If you are a system administrator, or IT manager, or someone who is responsible for IT infrastructure, you should implement an enterprise level monitoring solution.
The shell script you’ve written that does a ps -ef and sends you an email might do the basic job, but it doesn’t count as monitoring.
If you want to be proactive, have peace of mind, and sleep well at night, you should implement a robust system and network monitoring solution for your IT infrastructure.
Nagios took the number one stop in our Top 5 System Monitoring Tool.
I’ve used Nagios intensively for several years, and cannot live without it anymore. Knowing all my systems (and services) are monitored by Nagios, which will notify me when something goes wrong, makes me sleep peacefully at night.
I’ll be launching my next eBook in few weeks. Yes, it is about Nagios Core 3. For those who are new to Nagios, the eBook will walk you though installation, configuration, Nagios web, and everything you need to know to setup Nagios Core 3, and start monitoring your systems. I’m very excited (despite having lot of sleepless night in creating the material for the eBook), to release the eBook that will be helpful to those who are looking to implement Nagios Core in their enterprise.
Any monitoring solution you implement for your infrastructure should have the ability to do the following.
- Universal Monitoring – You don’t want to implement a monitoring solution for Linux server, another for network equipments, another for hardware, etc.
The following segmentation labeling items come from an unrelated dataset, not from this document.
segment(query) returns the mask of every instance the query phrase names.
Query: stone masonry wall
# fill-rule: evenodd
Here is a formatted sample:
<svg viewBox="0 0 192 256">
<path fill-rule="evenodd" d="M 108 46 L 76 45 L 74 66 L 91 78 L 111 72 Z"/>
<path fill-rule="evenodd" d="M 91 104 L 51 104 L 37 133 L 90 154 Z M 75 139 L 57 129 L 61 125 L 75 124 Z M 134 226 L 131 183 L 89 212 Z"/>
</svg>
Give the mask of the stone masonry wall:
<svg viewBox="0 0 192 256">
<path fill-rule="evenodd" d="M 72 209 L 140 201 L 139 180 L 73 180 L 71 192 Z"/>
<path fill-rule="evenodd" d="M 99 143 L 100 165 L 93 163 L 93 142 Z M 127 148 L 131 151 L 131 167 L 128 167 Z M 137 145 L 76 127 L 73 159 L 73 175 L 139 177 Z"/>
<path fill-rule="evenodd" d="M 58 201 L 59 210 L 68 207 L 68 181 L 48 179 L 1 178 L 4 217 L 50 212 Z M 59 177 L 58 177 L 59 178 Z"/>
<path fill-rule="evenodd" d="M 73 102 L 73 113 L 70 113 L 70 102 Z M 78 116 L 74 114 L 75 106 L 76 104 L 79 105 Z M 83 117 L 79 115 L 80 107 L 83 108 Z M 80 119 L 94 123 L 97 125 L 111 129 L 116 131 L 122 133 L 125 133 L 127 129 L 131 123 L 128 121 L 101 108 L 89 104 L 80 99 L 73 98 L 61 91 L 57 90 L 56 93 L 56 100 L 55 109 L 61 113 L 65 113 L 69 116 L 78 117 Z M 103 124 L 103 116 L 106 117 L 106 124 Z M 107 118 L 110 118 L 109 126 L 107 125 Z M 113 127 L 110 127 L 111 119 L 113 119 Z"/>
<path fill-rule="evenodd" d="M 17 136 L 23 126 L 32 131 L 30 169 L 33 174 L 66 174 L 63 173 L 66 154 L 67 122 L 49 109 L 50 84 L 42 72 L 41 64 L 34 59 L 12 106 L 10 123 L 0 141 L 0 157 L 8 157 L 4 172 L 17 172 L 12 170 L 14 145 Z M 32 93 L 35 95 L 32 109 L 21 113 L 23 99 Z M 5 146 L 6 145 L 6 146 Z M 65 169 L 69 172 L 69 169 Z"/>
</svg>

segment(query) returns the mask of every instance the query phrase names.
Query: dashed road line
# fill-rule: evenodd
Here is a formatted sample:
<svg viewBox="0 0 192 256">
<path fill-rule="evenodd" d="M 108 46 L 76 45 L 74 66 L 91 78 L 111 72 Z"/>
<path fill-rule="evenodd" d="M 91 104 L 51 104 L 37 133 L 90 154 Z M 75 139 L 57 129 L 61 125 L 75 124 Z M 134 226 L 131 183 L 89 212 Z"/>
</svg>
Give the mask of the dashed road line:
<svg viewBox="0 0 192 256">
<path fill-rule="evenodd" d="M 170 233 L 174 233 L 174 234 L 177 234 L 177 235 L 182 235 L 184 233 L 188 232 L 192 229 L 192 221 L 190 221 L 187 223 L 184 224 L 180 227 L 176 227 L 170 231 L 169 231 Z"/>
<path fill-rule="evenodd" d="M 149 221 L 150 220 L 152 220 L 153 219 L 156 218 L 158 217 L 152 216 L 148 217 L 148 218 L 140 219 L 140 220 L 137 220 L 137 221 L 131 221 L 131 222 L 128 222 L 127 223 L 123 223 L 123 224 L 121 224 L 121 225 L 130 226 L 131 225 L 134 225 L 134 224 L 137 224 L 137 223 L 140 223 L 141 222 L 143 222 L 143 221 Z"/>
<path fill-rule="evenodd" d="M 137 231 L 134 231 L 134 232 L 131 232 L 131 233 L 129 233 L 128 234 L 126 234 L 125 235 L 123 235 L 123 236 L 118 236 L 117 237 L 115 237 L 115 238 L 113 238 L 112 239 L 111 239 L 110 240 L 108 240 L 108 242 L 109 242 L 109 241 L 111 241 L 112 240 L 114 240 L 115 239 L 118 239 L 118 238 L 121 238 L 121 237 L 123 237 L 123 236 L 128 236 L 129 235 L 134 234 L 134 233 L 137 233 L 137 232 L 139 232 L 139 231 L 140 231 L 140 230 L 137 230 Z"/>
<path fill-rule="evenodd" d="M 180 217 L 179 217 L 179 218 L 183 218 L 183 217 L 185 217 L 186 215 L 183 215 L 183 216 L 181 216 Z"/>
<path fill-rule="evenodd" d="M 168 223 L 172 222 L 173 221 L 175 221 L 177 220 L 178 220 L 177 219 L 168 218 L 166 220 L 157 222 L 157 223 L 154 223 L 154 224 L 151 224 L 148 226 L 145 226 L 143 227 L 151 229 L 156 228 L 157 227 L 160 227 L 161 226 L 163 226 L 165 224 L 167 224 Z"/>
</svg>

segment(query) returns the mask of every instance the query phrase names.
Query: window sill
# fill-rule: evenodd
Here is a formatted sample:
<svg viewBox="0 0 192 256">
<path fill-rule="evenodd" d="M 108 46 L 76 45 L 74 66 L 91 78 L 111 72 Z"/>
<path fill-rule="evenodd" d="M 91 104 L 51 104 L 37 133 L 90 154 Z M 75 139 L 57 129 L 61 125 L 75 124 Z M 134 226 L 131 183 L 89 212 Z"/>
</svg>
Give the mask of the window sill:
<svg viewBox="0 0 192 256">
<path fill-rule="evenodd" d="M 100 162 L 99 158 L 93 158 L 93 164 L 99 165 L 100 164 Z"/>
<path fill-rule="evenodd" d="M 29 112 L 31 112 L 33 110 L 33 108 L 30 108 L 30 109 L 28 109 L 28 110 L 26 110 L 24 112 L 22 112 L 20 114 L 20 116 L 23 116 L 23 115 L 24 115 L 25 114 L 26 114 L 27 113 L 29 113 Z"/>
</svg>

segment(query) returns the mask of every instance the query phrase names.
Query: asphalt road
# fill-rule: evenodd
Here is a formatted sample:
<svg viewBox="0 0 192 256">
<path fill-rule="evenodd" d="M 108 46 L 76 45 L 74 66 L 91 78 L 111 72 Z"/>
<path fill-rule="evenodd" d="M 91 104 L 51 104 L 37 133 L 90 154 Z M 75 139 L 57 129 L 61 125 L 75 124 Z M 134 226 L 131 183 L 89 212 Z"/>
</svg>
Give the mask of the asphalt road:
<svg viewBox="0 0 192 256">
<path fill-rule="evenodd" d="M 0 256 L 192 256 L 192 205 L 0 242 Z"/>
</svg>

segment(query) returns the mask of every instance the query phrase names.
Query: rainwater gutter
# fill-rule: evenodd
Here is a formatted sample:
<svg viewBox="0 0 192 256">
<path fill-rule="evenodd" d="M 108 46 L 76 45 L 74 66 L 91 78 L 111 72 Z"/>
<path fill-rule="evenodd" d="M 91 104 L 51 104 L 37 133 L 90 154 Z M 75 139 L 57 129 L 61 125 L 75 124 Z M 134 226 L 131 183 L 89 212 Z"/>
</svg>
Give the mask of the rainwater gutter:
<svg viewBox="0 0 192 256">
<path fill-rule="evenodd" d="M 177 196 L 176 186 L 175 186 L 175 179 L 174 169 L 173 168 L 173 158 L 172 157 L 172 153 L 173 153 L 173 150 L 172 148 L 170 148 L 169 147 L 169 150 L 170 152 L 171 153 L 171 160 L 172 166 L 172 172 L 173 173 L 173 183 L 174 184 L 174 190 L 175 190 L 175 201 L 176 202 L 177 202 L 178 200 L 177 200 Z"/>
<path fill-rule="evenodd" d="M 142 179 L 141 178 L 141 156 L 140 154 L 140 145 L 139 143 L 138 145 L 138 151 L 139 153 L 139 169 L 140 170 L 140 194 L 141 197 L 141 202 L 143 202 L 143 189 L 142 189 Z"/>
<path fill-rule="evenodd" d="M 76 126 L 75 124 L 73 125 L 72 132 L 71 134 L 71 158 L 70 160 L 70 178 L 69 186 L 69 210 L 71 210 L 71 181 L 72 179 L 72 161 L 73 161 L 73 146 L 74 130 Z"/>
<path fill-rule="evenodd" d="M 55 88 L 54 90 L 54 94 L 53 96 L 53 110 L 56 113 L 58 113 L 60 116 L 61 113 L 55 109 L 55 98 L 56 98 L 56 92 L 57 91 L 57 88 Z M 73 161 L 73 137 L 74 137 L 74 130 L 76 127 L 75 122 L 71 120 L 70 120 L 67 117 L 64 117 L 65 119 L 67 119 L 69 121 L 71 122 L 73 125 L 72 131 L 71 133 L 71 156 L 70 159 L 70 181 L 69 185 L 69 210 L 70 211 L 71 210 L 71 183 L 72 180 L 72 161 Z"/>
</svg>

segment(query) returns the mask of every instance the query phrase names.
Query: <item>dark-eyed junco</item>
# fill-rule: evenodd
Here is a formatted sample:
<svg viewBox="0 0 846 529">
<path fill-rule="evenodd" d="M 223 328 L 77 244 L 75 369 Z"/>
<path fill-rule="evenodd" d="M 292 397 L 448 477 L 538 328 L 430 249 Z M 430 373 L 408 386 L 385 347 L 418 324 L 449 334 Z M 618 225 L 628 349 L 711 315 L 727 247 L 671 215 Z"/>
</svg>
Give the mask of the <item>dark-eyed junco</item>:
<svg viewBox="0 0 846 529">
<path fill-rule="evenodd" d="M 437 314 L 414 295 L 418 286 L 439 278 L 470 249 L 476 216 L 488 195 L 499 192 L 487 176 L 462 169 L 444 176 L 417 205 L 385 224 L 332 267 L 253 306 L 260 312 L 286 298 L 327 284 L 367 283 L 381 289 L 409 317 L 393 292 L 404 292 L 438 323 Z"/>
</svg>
You need one monitoring solution to monitor almost all your IT systems and services. A good monitoring system should provide a framework to include plugins to monitoring various services and devices. For example, it should be able to monitor: Operating systems — *nix, Windows, etc. System resources — CPU, Disk, Swap, Process, etc. Network Equipments — Switches, Router, VPN, Firewalls, etc.
- Efficient Alert Notifications – Assign individuals (or groups) to a system or service as owners. This gives the power to the owners. Let the owners of the system (or service) be notified and take action, before you get involved. Should provide the ability for you to send notification using various methods — email, pager, SMS, IM, etc. Ability to set warning and critical alerts for systems and services that are monitored. Granular monitoring options to specify how often the system should be monitored, how many retries in case of failure, how many failure notifications to send, methods of notification, etc.
- Web Dashboard that provides overall health, issues, and alerts for all the systems across the network, along with the ability to drill-down to individual hosts (and services).
- Issue Escalation – Should provide the ability to notify managers, when the owner of the system is not taking action on an issue within certain time period. For example, when a database crashes, and DBA doesn’t fix it within reasonable time, the monitoring system should alert the manager about the issue.
- Distributed Monitoring and Scalability – Should be capable of monitoring thousands of servers and services without too much overhead. Support distributed monitoring with multiple monitoring systems across the enterprise that can talk to a central monitoring server.
- Reporting – Should generate various monitoring reports. For example, availability, trending, notification reports for administrators. Should provide daily, weekly, monthly, or custom date range analysis of various monitoring statistics
- External Application Integration – Should provide a framework (or API) that can be used by external application to update the current status of the system or service that is getting monitored. Should be able to provide enough details for external vendors to integrate their solution with the monitoring software. The more extensible the framework is, more vendors will provide solution, and more companies will use it to make the software robust.
- Open source solution – Since you’ll be exposing all your mission critical systems to the monitoring software, you should make sure that you can trust the monitoring software. Open source solutions are typically thoroughly tested and reviewed by the community for any potential security issues. Look for the track-record of the software. How many years it has been in the market, the longer the better. How many companies are using the software, the more the better.
- Community and Commercial Support – When you are implementing it on a large scale (thousands of servers), you might want to implement a solution that is official supported and backed by a company. Several open source monitoring solutions are backed by a company that provides commercial support. Even if you don’t use the commercial support initially, you might want to use the support, when you expand your monitoring footprint.
- Easy to Learn and Use – This might be obvious to some of you, but you’ll be surprised how many people end-up implementing a system that is very hard to learn and use. Don’t overlook this. The monitoring solution should be easy to implement and learn, as simple as that. You should not spend weeks trying to figure out how to get the software implemented and working successfully.
My upcoming eBook on Nagios Core 3, is structured and organized in an easy to understand way, to help you implement, configure, and manage the Nagios Core 3 on your IT infrastructure. Nagios is an extremely powerful monitoring software, that does all of the above very well.
Apart from the 10 things mentioned above, are there anything else any monitoring solution should do (or have) in your opinion?